The Olympic break seemingly crept up on the NHL and its fans last week, causing a whirlwind of mixed emotions. With some teams ailing going into the break, many people were thankful for the stoppage of play, hoping that their teams could utilize the break to come back stronger when NHL play starts again. On the flip side, many fans were left with simultaneous feelings of excitement and nervousness; some fans are fearing that their streaking teams will be harmed from the stoppage of play. The Philadelphia Flyers are a perfect example.
Philadelphia, who had won five of their last six games going into the break, was not only beating teams, they were beating some of the best in the league. Flyers general manager Ed Snider is just one of the many individuals who is not in favor of the stoppage of play, as multiple reports unveiled his disgust with the decision.
This leads to a very interesting topic. A bit tired? Yes. However, it still makes for good conversation. So, do teams, in this case the Flyers, benefit from the Olympic break? It’s obvious how the team activity is affected, but how do the Flyers benefit from some divisional foes playing over in Sochi?

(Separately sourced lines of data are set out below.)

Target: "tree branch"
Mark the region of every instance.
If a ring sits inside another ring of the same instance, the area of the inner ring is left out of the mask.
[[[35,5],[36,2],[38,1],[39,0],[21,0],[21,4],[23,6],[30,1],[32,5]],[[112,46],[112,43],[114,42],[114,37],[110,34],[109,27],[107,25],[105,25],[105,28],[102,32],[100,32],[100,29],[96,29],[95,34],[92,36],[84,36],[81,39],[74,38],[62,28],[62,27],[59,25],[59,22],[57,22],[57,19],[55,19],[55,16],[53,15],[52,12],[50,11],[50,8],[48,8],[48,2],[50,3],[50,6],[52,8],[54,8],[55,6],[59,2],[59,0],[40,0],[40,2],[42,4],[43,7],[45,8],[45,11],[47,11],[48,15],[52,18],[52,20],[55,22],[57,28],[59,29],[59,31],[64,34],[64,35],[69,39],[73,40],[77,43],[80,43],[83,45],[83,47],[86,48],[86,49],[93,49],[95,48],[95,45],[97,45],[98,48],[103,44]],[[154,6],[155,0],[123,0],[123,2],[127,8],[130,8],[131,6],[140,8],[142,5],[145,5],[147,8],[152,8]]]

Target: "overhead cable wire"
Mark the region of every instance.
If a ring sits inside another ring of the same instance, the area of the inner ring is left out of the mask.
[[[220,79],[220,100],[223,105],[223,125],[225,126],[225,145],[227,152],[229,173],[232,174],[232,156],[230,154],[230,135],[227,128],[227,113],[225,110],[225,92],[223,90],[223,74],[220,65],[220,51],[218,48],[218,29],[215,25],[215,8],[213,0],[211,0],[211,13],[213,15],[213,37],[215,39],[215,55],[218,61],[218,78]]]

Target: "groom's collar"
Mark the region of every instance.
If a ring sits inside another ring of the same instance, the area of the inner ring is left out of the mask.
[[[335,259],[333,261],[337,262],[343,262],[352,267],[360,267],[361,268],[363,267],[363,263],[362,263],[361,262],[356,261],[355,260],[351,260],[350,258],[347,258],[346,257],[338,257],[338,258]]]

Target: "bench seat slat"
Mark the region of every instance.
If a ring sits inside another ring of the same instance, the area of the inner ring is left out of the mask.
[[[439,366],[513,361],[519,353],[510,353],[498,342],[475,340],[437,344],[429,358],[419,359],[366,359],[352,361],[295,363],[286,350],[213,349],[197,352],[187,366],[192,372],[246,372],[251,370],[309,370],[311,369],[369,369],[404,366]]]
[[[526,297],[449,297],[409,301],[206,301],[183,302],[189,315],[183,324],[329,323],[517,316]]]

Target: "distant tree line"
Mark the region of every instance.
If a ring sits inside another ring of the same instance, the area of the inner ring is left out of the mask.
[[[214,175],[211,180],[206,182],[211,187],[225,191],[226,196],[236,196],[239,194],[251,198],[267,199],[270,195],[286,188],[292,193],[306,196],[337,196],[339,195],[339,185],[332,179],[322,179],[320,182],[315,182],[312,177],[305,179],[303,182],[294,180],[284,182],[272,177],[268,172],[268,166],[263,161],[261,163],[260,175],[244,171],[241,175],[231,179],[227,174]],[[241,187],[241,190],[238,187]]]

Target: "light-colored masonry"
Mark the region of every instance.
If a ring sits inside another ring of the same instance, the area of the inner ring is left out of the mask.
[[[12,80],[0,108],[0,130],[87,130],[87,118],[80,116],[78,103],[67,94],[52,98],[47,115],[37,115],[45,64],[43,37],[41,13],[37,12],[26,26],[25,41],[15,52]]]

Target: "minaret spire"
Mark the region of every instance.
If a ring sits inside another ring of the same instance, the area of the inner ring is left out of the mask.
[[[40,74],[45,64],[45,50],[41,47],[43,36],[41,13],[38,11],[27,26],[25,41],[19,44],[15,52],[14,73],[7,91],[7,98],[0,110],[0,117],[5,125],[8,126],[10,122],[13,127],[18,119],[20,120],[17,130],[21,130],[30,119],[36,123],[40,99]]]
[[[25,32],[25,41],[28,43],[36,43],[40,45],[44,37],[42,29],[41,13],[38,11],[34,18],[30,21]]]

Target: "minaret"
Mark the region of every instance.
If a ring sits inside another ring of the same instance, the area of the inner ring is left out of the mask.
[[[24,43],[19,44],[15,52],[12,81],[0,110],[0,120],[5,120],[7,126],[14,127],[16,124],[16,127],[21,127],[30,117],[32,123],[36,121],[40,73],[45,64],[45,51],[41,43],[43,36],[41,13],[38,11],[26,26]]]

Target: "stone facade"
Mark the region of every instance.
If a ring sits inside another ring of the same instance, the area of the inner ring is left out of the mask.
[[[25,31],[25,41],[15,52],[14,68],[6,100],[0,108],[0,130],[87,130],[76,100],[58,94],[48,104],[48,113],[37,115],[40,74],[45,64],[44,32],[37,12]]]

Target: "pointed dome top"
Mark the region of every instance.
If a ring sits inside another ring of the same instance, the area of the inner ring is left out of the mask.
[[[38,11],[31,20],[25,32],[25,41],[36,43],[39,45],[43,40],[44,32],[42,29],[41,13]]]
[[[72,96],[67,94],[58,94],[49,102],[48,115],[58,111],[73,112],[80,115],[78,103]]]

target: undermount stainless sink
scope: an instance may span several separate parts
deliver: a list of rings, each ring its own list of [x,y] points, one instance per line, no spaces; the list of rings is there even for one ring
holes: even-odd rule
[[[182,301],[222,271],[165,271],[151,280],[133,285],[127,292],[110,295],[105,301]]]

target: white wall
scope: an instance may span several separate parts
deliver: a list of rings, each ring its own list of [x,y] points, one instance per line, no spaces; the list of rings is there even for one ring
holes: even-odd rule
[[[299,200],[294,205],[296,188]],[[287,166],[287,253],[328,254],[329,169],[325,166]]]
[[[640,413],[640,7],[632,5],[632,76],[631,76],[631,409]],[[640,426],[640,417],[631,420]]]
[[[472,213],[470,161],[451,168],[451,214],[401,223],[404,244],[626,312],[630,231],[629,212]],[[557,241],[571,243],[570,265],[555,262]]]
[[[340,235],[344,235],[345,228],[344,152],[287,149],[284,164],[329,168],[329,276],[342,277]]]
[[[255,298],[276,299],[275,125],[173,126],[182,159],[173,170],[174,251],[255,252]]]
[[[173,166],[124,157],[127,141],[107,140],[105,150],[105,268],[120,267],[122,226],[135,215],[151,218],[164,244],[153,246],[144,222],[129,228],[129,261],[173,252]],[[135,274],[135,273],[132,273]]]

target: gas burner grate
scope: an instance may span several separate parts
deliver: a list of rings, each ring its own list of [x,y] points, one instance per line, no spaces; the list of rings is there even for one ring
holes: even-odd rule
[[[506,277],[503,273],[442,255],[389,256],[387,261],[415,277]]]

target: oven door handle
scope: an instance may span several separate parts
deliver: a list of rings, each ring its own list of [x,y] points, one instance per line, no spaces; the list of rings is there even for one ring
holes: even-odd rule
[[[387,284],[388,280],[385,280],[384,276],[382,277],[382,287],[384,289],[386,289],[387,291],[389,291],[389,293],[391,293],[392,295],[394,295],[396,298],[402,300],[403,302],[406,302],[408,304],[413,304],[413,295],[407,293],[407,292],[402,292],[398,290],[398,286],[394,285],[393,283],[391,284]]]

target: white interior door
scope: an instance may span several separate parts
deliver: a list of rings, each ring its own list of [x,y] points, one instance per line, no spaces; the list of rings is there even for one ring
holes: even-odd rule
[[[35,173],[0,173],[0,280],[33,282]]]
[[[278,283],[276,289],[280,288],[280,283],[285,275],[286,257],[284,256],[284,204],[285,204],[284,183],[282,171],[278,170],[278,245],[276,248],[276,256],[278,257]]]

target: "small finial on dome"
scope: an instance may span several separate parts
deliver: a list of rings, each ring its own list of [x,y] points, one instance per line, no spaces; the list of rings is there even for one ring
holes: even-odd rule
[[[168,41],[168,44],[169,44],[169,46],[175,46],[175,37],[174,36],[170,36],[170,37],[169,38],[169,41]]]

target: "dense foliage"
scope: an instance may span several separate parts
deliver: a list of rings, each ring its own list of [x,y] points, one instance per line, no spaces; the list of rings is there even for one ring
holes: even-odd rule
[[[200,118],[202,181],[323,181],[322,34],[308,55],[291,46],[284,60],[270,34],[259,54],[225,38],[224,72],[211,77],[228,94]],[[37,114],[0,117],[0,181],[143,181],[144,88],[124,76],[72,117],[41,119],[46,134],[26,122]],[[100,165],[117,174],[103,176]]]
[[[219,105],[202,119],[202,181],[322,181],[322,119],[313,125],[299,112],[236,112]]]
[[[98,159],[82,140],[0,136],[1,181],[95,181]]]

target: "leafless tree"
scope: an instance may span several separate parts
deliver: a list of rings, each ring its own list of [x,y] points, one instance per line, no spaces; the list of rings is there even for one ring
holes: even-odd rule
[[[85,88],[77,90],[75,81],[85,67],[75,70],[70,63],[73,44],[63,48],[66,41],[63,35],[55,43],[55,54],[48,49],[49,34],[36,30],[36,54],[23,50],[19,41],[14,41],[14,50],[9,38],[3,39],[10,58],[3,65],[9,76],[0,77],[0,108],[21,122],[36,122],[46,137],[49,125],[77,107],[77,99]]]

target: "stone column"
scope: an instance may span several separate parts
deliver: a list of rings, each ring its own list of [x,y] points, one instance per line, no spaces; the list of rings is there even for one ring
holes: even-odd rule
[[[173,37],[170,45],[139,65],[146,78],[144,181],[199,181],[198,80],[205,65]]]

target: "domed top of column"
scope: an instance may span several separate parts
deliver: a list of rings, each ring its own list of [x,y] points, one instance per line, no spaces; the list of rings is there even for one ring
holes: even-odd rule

Of the 147 players playing at Sochi from the NHL, 33 of them come over from Philadelphia’s division. That’s almost a quarter of the total players. Of the 33 players, seven of them are made up by New York Rangers players and seven are made up by Pittsburgh Penguins players, the only two teams ahead of Philadelphia in the divisional standings. Keep this in mind when reading how the Flyers will benefit.
The Scheduling is the first factor. It’s not the schedule itself that will benefit the Flyers, however; it’s the fatigue that comes with the schedule that will wear divisional foes down. The games are played at a more frequent pace in the Olympics, which means the players will be more tired when they return for NHL competition.
The second factor is the injury risk. While this applies to the Flyers as well, it could very well still benefit them in the end.
Finally, there’s no telling how the different lines and strategies of play could affect the players. Some players could come back to the NHL with Olympic habits, which in the end, could cost their teams the first few games back.
The only downside to all of this is that most of the divisional foes playing at Sochi have been through this before, so they have a pretty good idea on how to prepare and react when coming back from long breaks. The average age of the 33 players is 28.
Luckily, Philadelphia only really has one player that could makes a serious run in the competition and that’s Kimmo Timonen, who’s playing for Team Finland. Timonen has been through this plenty of times, however, as he is five-time Olympic veteran.
Philadelphia will definitely be one of the fresher teams in the Metropolitan Division and Eastern Conference when NHL competition starts up again. Their first opponent coming back from the break will be the San Jose Sharks, a team that sent four players to Sochi, including starting Finland goalie Antti Niemi.